We calculate our accuracy based on the percentage of correct answers we get from our model.

Finally, we initialize our parameters (more about this later). And we go over a for loop to tune our parameters to minimize cost.

In [33]:
#from tqdm import tqdm

dim = X.shape[0]
m = X.shape[1]

costs = []
accs = []

w = np.zeros((dim,1))
b = 0

learning_rate = 0.01

for i in range(250000):
    z = np.dot(w.T,X)+b
    A = np.divide(1,np.array(1+np.exp(-z)))

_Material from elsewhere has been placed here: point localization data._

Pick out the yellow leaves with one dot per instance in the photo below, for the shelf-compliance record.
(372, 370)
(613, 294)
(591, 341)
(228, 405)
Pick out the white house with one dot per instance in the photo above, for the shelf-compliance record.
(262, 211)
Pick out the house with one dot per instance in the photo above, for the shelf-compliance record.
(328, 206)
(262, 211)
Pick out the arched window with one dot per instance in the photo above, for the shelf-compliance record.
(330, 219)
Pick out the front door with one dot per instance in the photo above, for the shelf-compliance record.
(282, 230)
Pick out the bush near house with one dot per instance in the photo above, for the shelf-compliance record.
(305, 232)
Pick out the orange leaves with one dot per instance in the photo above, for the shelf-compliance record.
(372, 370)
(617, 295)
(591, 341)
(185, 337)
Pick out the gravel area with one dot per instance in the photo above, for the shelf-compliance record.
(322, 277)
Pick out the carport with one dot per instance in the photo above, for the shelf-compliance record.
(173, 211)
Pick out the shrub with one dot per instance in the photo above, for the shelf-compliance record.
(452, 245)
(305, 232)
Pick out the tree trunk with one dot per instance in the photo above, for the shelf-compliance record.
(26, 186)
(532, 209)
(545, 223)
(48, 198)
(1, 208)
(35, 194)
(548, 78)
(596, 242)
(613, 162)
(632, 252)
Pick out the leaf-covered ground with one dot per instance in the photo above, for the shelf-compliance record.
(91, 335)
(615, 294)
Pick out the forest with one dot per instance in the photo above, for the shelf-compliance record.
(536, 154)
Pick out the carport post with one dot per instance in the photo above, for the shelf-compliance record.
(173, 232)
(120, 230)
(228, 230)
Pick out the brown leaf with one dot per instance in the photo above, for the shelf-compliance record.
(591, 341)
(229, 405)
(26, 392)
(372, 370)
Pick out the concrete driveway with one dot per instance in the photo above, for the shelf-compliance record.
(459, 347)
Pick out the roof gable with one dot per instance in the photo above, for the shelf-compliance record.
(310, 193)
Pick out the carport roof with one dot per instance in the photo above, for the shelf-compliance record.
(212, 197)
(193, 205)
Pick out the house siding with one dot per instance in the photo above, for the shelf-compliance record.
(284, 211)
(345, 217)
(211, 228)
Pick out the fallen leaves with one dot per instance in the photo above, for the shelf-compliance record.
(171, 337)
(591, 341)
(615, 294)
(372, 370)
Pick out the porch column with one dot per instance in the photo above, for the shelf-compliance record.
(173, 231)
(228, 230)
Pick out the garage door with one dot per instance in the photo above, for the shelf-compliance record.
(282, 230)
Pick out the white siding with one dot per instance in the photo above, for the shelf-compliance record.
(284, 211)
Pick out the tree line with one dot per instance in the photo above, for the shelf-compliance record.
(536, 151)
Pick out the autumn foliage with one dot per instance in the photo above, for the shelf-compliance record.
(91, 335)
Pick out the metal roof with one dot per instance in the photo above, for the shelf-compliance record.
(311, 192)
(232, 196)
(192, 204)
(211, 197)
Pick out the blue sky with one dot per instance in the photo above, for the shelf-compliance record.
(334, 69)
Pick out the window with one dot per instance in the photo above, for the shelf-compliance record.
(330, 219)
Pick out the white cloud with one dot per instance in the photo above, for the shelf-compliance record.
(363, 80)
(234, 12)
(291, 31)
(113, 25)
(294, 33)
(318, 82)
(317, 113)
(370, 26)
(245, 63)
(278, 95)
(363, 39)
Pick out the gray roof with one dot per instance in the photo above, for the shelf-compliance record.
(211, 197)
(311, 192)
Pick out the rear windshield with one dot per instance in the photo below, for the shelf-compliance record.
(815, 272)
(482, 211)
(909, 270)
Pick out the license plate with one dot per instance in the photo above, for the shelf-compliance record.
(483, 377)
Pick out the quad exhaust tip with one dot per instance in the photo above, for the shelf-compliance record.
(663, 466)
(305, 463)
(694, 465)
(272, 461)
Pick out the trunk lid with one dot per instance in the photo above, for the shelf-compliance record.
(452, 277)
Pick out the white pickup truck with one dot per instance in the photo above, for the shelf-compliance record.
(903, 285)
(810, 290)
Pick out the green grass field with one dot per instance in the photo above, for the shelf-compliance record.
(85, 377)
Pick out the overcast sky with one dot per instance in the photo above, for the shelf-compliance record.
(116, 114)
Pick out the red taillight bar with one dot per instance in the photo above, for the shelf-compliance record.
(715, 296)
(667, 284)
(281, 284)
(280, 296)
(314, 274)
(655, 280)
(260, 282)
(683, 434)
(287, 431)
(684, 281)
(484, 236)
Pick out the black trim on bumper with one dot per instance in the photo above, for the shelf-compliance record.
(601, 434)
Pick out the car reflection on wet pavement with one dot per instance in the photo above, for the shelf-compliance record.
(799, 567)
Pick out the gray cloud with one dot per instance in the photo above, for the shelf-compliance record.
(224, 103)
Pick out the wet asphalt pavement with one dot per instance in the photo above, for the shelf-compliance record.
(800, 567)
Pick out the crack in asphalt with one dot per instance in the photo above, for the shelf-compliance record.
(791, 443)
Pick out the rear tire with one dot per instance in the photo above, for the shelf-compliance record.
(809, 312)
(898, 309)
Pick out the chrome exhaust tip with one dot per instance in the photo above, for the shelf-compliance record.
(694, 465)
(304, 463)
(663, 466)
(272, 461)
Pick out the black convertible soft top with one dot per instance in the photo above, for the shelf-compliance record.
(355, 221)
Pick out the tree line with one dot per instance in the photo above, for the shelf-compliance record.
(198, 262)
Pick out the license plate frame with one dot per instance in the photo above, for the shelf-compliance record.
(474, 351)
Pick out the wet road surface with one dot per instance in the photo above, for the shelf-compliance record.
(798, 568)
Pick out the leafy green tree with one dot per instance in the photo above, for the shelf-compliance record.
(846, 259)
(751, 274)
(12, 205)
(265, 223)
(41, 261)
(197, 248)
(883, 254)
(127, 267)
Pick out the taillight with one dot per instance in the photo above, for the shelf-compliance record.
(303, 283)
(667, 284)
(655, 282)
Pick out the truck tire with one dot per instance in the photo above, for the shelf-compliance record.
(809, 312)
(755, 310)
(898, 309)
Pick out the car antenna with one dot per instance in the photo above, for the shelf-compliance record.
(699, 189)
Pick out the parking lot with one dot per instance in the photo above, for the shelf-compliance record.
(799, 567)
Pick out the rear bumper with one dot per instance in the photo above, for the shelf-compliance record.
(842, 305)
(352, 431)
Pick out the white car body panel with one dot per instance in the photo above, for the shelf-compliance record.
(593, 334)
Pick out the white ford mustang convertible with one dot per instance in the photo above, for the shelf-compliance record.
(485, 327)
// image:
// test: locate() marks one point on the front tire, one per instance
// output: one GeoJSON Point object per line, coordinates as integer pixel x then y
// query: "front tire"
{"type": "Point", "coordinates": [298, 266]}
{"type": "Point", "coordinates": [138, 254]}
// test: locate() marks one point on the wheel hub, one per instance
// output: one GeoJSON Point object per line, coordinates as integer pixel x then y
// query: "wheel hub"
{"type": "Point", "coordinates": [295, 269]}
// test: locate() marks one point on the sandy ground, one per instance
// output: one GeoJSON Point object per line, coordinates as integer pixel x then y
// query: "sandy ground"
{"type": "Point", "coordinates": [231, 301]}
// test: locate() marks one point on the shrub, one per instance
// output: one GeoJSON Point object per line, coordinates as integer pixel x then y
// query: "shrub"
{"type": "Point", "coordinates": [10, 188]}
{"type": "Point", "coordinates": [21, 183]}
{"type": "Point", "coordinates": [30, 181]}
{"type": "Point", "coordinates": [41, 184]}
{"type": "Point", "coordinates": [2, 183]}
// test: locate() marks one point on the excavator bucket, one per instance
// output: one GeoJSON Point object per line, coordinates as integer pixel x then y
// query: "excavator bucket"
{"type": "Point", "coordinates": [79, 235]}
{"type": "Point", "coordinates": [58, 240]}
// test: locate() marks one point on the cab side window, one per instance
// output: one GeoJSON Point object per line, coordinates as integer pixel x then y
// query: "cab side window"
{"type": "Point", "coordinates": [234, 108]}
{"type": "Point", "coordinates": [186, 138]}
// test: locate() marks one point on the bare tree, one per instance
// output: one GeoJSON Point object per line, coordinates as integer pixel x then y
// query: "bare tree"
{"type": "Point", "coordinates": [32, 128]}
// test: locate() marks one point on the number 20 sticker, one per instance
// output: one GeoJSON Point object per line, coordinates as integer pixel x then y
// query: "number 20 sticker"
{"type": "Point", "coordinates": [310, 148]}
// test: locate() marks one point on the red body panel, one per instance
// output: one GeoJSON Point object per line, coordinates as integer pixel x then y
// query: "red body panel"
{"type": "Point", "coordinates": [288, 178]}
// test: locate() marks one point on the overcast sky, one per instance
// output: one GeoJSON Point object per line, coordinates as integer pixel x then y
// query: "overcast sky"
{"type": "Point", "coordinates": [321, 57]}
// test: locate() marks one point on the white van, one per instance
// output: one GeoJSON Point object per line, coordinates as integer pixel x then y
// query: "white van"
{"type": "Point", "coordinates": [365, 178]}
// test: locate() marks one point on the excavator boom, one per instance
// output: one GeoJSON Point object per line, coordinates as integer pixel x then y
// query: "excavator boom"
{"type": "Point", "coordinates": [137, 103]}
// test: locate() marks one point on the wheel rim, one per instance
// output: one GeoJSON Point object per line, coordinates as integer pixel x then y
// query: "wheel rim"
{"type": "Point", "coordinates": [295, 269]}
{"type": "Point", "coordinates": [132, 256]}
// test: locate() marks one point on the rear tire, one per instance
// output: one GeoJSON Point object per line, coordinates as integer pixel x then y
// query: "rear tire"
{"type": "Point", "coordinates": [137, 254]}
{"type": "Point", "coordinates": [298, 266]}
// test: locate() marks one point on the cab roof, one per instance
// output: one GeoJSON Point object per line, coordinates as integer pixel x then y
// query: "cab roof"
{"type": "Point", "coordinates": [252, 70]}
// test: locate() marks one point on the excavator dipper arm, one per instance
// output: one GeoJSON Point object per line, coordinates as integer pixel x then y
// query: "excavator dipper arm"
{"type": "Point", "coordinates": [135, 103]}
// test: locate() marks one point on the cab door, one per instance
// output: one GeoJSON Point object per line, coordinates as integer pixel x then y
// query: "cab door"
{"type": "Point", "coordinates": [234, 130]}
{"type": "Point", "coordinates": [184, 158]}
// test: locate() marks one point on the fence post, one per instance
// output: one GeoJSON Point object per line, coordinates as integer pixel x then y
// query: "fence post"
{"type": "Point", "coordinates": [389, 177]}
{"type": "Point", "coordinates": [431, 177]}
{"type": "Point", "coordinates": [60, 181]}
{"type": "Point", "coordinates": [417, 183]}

    cost = (-1./m)*np.sum(y*np.log(A)+(1-y)*np.log((1-A)))
    
    acc = 100 - np.mean(np.abs(hyp_fun(X,w,b) - y)) * 100

    dw = (1./m)*np.dot(X,(A-y).T)
    db = (1./m)*np.sum(A-y)
    
    w = w - learning_rate*dw
    b = b - learning_rate*db
    
    if i % 100 == 0:
        costs.append(cost)
        accs.append(acc)

In [37]:
# Plot learning curve (with costs)
costs = np.squeeze(costs)
plt.plot(costs)
plt.show()

<IPython.core.display.Javascript object>

In [38]:
# Plot learning curve (with costs)
accs = np.squeeze(accs)
plt.plot(accs)
plt.show()

<IPython.core.display.Javascript object>

Here, we go over an extra step to test our method on some handwritten digits written by ourselves. To load and process the images, we need to install the `opencv3` library by running the command
```
conda install -c menpo opencv3 
```

**Excercise.** Compute the accuracy of our model on a test set. Remember that you will need to separate a part of the data including only 1s and 5s and retrain the model on images not in that subset (the model should not see the test data in the training phase). When done with training, compare the predicted label `yhat=hyp_fun(X_test)` with the actual label `y_test` and find the percentage of the correct answers. You answer should be above $70$ percent.